Successfully built dist/<PACKAGE_NAME>-0.1.0.tar.gz
Successfully built dist/<PACKAGE_NAME>-0.1.0-py3-none-any.whl
If you see × Failed to build ...does not appear to be a Python project, as neither pyproject.toml nor setup.py are present, you ran uv build from outside the project. Run cd <PACKAGE_NAME> first.
This creates two files in the dist/ directory:
- A wheel file (
.whl) - Built distribution - A source distribution (
.tar.gz)
Notice both filenames carry 0.1.0 from pyproject.toml. TestPyPI rejects re-uploads of an existing version, so any future publish will need a version bump in pyproject.toml followed by another uv build.
Creating a PyPI API Token
- Log into PyPI
- Go to Account Settings → API tokens
- Create a token with “Entire Account” scope
- Save the token securely - you won’t see it again
Publishing to TestPyPI
Use your saved token to publish:
$ uv publish --token pypi-xxxx-xxxx-xxxx-xxxx --publish-url https://test.pypi.org/legacy/
Publishing 2 files to https://test.pypi.org/legacy/
Uploading <PACKAGE_NAME>-0.1.0-py3-none-any.whl (1.3KiB)
Uploading <PACKAGE_NAME>-0.1.0.tar.gz (930B)
If you see 403 Forbidden, either the token is wrong or another TestPyPI user already owns the project name. Pick a different name, regenerate the project with uv init, and rebuild before retrying. If you see 400 File already exists, you previously uploaded version 0.1.0; bump the version field in pyproject.toml, re-run uv build, and try again.
Verifying Installation
Test that your package installs correctly:
$ uv run --index https://test.pypi.org/simple --with <PACKAGE_NAME> --no-project -- python -c "import <PACKAGE_NAME>"

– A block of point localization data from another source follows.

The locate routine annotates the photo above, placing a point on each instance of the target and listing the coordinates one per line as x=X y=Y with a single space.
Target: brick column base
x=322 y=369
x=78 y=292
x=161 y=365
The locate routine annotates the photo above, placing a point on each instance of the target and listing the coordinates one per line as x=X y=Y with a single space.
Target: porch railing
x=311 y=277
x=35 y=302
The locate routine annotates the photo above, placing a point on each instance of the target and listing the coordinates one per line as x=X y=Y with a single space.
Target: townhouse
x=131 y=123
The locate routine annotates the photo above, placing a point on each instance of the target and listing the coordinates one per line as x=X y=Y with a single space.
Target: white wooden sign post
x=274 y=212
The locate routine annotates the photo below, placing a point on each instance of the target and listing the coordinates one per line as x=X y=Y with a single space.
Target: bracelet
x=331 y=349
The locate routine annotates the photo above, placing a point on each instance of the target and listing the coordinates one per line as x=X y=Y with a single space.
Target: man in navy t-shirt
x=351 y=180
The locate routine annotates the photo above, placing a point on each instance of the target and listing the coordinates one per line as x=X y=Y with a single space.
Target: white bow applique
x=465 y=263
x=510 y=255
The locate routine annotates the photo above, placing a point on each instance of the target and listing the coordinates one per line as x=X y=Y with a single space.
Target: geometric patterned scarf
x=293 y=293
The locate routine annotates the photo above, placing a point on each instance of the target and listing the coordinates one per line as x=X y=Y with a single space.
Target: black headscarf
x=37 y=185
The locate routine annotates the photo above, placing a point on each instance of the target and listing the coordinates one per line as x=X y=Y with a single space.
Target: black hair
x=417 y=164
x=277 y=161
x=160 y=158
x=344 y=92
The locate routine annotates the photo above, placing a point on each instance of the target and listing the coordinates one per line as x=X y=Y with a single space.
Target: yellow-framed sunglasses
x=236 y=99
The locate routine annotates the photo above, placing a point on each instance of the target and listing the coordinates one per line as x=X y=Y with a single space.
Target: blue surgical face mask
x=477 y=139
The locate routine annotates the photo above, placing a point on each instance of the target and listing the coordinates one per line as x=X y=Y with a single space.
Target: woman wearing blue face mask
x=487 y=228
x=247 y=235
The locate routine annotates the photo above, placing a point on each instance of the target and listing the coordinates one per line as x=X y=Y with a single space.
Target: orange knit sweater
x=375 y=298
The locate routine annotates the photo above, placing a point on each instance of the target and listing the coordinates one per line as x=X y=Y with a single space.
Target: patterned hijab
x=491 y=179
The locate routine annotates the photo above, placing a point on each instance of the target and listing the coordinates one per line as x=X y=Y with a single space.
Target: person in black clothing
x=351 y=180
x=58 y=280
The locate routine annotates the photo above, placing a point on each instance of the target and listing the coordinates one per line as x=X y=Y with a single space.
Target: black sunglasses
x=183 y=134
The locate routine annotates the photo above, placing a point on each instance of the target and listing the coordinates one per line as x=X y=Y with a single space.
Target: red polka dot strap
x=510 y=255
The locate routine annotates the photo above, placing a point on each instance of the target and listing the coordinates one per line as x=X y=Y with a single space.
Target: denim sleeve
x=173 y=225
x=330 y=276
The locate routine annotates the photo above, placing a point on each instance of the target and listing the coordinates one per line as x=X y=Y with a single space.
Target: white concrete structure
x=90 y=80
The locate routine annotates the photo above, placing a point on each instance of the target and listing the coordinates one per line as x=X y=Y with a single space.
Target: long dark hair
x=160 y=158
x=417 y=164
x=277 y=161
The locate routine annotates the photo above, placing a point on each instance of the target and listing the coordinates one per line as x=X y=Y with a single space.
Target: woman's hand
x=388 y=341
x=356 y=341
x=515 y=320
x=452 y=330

The command prints nothing on success. python -c "import ..." exits cleanly when the import works, so silence here means the upload landed and the package installs.
Notice the --no-project flag. It tells uv to ignore the local pyproject.toml so the package is fetched from TestPyPI into a fresh environment instead of resolved from your working directory.
If you see No solution found when resolving dependencies or a 404 on the package URL, TestPyPI may not have indexed the upload yet. Wait a minute and try again.
Publish to PyPI
When you’re ready to publish to PyPI, you will remove the --publish_url from the publish command and use a token created at pypi.org.